Good composition is one of the elements of a great photograph. It draws the audience in and let them linger in admiration. It makes an image stand out and convey its message better. There are no hard set rules on composition, just guidelines. Familiarize yourself with these tips and you're on your way to capturing compelling photographs.
• Keep it simple
Choose your subject and make it the center of attention. Avoid or eliminate any unwanted elements in the scene. Learn to edit as you compose and don't over-complicate.
• Fill the frame
Don't be afraid to zoom in and fill the frame. Showcase interesting details that can be hard to spot from afar. Shooting large-scale scenes, in particular, leaving too much space makes the subject smaller than it needs to be. It's also a good way to capture more of your subject and less of the clutter in the surroundings.
• Cropping and Aspect ratio
Get different results from the same scene just by turning your camera vertically or horizontally. This change in orientation - whether in capturing the photo or cropping - also alters the message and impact of the image. Having said that, feel free to explore other aspect ratios available such as 16:9, widescreen, and square.
• Go off-center
We tend to place our subject right in the center of the frame. Sometimes it's exactly what the scene calls for. But for other scenes, it's best to go off-center. If you're unsure where to place your subject, use the Rule of Thirds. Split the image into thirds, both horizontally and vertically, then place your subject along the lines or on the intersections. You don't have to follow this strictly. Use this as a guide to position your subject away from the middle, just enough to still achieve visual balance.
• Leading lines
Use lines to direct your audience's eyes in the picture. Converging lines give a strong sense of perspective while curved lines lead you around the frame towards the main subject. Lines are powerful tools and they're all around. Find them and use them wisely.
• Diagonal Lines
In addition to leading lines, there are also diagonal lines. Different types convey their own meanings. Horizontal lines are static and calm. Vertical lines are stable and prominent. Diagonal lines suggest movement and a feeling of drama. To achieve this you can shift position or focal length. Use wide angles to increase perspective. You can also try the Dutch Tilt technique wherein you tilt your camera at an angle and take the shot.
• Choose a Viewpoint
Examine the scene then think about where you'll shoot from. Your viewpoint greatly affects the message and overall impact of the photo. Consider taking a picture from high above, at ground level, from the side, up close, or far away. It's a form of narration that allows the viewers to get the gist of the story.
• Add Depth
Photos may be two-dimensional but it's not an excuse to produce a flat image. Capture our three-dimensional world in all its essence by creating depth.
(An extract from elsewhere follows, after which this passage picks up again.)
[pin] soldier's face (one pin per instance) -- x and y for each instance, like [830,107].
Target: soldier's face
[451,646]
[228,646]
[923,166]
Include objects in the foreground, middle ground, and background. Overlap objects with another. Use focal length and aperture to enhance depth of field.
Leave enough space in the image to help impart a sense of movement and destination. In conjunction to keeping it simple, everything still has to evoke visual balance. Too much space is like a void that needs to be filled.
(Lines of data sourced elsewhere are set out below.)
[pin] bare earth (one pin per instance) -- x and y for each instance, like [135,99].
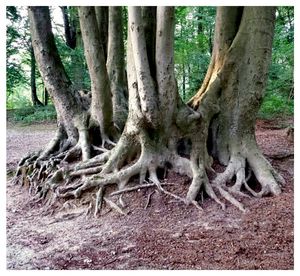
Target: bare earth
[166,235]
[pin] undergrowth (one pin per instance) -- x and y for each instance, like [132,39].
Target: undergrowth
[30,114]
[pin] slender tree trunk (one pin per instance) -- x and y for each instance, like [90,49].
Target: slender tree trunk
[183,81]
[116,66]
[101,106]
[56,81]
[70,30]
[34,98]
[46,96]
[102,21]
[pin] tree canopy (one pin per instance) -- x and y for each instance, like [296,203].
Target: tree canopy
[184,97]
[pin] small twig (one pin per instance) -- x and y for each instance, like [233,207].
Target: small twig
[131,189]
[114,206]
[99,200]
[148,199]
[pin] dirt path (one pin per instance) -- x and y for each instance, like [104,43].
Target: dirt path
[166,235]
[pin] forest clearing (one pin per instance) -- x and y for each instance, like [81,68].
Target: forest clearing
[150,137]
[166,235]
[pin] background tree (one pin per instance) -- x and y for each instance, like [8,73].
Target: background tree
[116,66]
[101,105]
[219,120]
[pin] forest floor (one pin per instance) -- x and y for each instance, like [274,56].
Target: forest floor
[167,234]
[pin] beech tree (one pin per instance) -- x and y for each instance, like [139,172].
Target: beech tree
[219,120]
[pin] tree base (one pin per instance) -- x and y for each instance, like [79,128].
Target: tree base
[56,179]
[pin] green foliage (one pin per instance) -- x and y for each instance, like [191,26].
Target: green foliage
[275,105]
[30,114]
[15,45]
[279,96]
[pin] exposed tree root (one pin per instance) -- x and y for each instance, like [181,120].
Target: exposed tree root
[57,177]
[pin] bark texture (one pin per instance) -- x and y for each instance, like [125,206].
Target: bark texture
[34,97]
[219,120]
[237,76]
[116,67]
[101,106]
[52,71]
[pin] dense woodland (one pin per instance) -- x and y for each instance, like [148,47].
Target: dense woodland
[138,90]
[193,46]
There are all kinds of natural frames you can use to your advantage. Look for windows, doors, trees, archways, and columns. Place these around the edge to help isolate the main subject in the same way a picture frame would.
• Patterns and Symmetry
They make for very eye-catching compositions, particularly in situations where they are not expected. Another great way to use them is to introduce tensions to break the symmetry or pattern in some way. It's a great way to create a focal point amidst order.
Pay attention to the background. Changing position is enough to declutter a background or find one that complements the subject nicely. You can use a wide lens aperture or longer focal length to throw the background out of focus if it's too distracting. The subject must stand out and a good choice of background will help you do this easily.
Color is another important part of the image. Bright primary colors attract the eye, especially when contrasted with a complementary hue. Using a single hue can be very effective. A limited palette of harmonious shades also makes great pictures. Whatever color palette you choose, be selective of what goes into the frame. It can be tricky at times. Brush up on color theory and experiment with it in post processing.
Maximize these tips at your disposal. Establish an understanding of them one at a time. Before long, you'll be able to combine different guidelines and find a style of your own.